Why the cries of “Crucify him”? Why the uproar about the on-air slip by the Lagos State Commandant of Nigeria Security and Civil Defence Corps (NSCDC)? So, the man does not know the website of his organization. That is not a grievous offence, especially if one considers the social realities. I know it is funny, but let’s get serious about this thing. Before you sentence me for taking this stance, please read my argument.
From our cyberworld, it may seem as if the whole world is part of the internet, but that is not through. Yes, the internet is fast growing, and it is changing life and the world as we know it. But in Nigeria, the level of penetration of internet usage is 28.4% as at 2012 (from www.internetworldstats.com). Mr. Obafaiye Shem did not grow up in the internet-age. He never had to google a difficult concept for his assignments. He probably keeps an address book and diary for important places, and if you ask him for the physical address of his office, he most likely knows it. He grew up learning physical addresses, not web addresses. He is no different from today’s children who have stored thousands of web addresses in their memory, yet do not know their house number, and have to make several phone calls when filling their physical address in a form. Maybe we needed this incident to remind us of the technology disconnect – the digital divide that separates cultures, and generations. How many offices in the civil service have computers?

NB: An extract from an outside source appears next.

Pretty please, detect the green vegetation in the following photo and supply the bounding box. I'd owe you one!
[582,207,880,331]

Shem’s ignorance of the organization’s website is the lesser evil, and we still remain blinded to the real issues. We have sensationalized the issue, creating tunes, tee-shirts and baseball caps to distract us from the real problems we have. The question should not be “How could he not know the website?” It should be “What is the state of information technology diffusion in the civil service?” Do you know that the Nigerian Police Force does not keep a computerized database? Have you realized that when cases are reported, they keep the records in loose sheets that can be blown away by the wind?
Some journalists stooped to muckraking and victimization, and we join them in humiliating Shem for an offence that could have very easily been committed by any of our parents with even more educational qualifications than he. They could very easily have let that question go, instead of their derisive insistence that led to his saying the now classic www.nscdc that’s all. Journalists are supposed to treat their interviewees as customers; interviewees are not supposed to be embarrassed. There is no acceptable justification for the way the Channels Sunrise Daily interview team managed the situation. Their exploitation of Shem’s ignorance is tantamount to ‘unprofessionalism’. It is a very low comedy, with no developmental value. While I acknowledge the classical functions of journalism as information, education and entertainment, I believe that these should be underscored by value, by relevance to development. What those interviewers have succeeded in doing is to generate distrust between public officers and journalists.

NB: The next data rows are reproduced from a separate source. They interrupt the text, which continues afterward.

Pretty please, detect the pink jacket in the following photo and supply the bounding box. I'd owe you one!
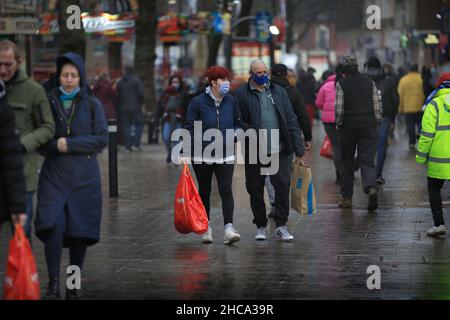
[316,75,336,123]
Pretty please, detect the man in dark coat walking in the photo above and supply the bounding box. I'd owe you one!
[270,64,312,151]
[0,80,27,225]
[335,54,382,211]
[367,57,399,185]
[235,60,305,241]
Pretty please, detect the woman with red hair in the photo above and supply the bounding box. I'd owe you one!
[185,66,241,244]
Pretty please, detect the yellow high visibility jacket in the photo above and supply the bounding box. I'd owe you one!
[416,89,450,180]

The subject matter was on employment scams. That is what we should focus on! Those responsible for such fraudulent activities should be exposed and humiliated instead. Journalist should engage in true investigative journalism, instead of stooping to sour sensationalism. The media (which I am part of) should develop and publish/broadcast content that will enlighten the public on such rip-offs, and on how to trap and report duplicitous employment agents. Expose the rotten system, instead of focusing on one trifling issue.
The NSCDC, and indeed organizations generally, should learn from this experience. There are great lessons on how not to do interviews and pitfalls to watch out for in public relations. This issue has created questions on the reputation of the NSCDC. The organization has been painted as one with riddled with ignorance and incompetence, and with a massive communication gulf. Forget the fact that it was just one person who made the slip on air.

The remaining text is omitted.